The insight we gathered is not only shaping the NHS Diabetes Programme’s communications strategies and plans, but also policy and service design.
So, here’s my advice for NHS communications professionals wishing to broaden their audiences:
- Ask yourself; who are you consistently not talking to? And then go out and engage with them.
- Challenge those reaching for the well-used formulas and familiar templates. Dare to do things differently.
- Allow activity reaching the lesser-spoken-to groups to be the main event, not the support act. The 2021 Census is expected to provide a significantly higher percentage of black, Asian and minority ethnic groups than the 15 per cent in 2011’s. Plus, regional variations show even bigger numbers, such as in London where BAME groups make up around 40 per cent. So, you’ll be reaching more people than you might think.
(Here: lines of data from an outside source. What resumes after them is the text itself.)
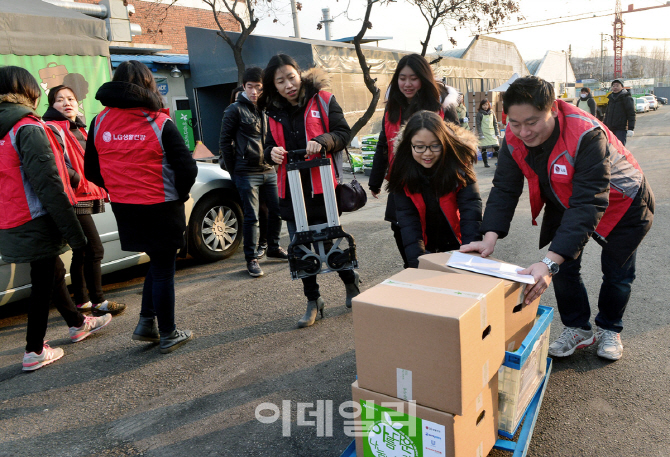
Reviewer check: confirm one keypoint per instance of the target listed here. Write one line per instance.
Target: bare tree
(247, 21)
(481, 15)
(370, 83)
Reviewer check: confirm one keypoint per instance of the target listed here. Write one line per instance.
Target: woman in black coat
(301, 115)
(413, 88)
(438, 206)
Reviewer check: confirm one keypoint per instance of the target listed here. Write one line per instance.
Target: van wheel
(215, 228)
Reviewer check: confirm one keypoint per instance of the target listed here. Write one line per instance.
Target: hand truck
(313, 246)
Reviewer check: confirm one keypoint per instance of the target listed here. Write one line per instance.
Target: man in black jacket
(593, 188)
(620, 113)
(242, 133)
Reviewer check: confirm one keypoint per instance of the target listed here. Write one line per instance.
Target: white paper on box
(488, 267)
(441, 290)
(404, 384)
(433, 439)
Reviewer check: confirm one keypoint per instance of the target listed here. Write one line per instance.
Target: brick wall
(166, 25)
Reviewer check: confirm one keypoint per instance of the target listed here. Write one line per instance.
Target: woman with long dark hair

- Not treat ‘BAME’ as one homogenous group. Segmentation is key.
In the midst of a pandemic that is disproportionally affecting people from black, Asian and minority ethnic groups and whilst the Black Lives Matter campaign rages on, the NHS needs to rebuild trust with these communities. Building trust starts with engagement and communication.
That means as professionals in these areas, our contribution can make a significant difference.